Android App MyEstatePoint Exposes Half a Million Users’ Data

The popular property search app, MyEstatePoint, exposed sensitive data of approximately half a million users, including email addresses.

The Android application developed by India-based NJ Technologies is known to have nearly 500,000 downloads, and over 497,000 users’ information is said to have been exposed in this breach. According to researchers at Cybernews, the leaked user data is almost equal to ‘’the number of times the app was downloaded.”

Discovered on November 6, 2023, the leak is said to have occurred on a public-facing MongoDB server, and includes users’ first and last names, email addresses, plain-text passwords, phone numbers, address, business descriptors, and sign up methods.

“This comprehensive dataset poses severe risks as threat actors could exploit the exposed information for unauthorized access, identity theft, fraudulent activities, and potentially compromise the privacy and security of the affected individuals,” the researchers said.

Although at the time of writing this article, the leak was patched; the team at NJ Technologies have not clarified or released any statements regarding the incident. Therefore, it remains unclear if the affected users have been notified of the breach and its impact on their security and privacy.

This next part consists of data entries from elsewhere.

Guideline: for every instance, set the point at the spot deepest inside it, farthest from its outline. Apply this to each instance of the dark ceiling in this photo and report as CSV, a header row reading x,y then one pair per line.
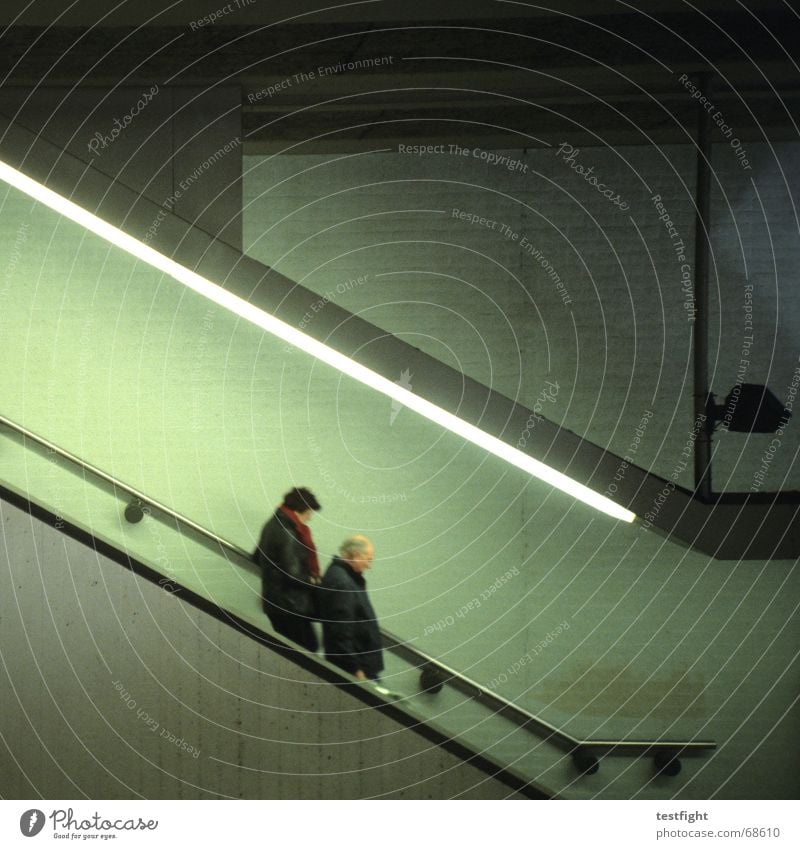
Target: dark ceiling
x,y
505,74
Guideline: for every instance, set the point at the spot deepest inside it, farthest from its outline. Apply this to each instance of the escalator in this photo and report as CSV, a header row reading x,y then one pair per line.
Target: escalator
x,y
525,752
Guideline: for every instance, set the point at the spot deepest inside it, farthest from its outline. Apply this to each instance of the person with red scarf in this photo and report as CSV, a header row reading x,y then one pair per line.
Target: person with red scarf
x,y
290,568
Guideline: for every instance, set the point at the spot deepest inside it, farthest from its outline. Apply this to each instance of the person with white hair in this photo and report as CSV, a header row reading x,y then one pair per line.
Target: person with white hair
x,y
351,635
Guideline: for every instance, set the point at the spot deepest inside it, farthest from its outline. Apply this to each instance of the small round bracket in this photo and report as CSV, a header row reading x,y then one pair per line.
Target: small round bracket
x,y
134,512
431,679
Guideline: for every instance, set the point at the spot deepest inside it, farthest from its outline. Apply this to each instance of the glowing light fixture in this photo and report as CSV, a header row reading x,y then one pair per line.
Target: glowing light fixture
x,y
295,337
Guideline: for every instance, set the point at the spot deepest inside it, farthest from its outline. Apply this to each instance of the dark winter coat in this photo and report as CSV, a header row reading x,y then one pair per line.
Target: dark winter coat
x,y
285,573
349,625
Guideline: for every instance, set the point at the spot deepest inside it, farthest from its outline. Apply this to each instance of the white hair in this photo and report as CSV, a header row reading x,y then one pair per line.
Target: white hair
x,y
356,544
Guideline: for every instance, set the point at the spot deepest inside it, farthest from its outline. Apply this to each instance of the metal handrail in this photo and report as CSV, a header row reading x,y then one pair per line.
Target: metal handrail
x,y
391,642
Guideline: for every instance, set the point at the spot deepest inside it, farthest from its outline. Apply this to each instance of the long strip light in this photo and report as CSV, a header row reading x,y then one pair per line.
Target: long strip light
x,y
295,337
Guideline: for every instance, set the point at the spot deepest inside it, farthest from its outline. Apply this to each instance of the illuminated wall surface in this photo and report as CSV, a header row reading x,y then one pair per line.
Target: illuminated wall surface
x,y
606,629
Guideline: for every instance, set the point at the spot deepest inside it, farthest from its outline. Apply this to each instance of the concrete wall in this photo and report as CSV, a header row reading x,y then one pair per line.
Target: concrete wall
x,y
480,565
114,688
180,146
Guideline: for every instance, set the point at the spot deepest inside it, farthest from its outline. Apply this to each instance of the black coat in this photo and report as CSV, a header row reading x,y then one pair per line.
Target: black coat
x,y
285,574
349,625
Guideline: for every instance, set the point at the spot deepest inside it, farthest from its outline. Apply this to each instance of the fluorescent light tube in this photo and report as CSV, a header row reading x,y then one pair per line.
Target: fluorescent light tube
x,y
295,337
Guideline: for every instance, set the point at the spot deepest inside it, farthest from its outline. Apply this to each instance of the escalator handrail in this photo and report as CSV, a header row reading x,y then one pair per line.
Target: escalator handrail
x,y
391,642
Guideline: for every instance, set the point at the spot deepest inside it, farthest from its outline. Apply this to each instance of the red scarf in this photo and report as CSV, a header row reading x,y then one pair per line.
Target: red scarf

The breach as well as the possibility of the victims being in the dark, leaves them vulnerable to potential threats. Cybercriminals can use this information to defraud victims via phishing scams, identity theft, and financial fraud. The use of email addresses and plain-text passwords further increases the risks, especially if reused across multiple online accounts.

Keeping in mind the potential vulnerabilities, users of MyEstatePoint Property Search application should consider changing their passwords. To create complex and intricate passwords, one can either use password manager services or read through expert suggested articles. In addition, they should also exercise caution and prevent falling prey to various social-engineering attacks, including phishing texts, emails, and calls.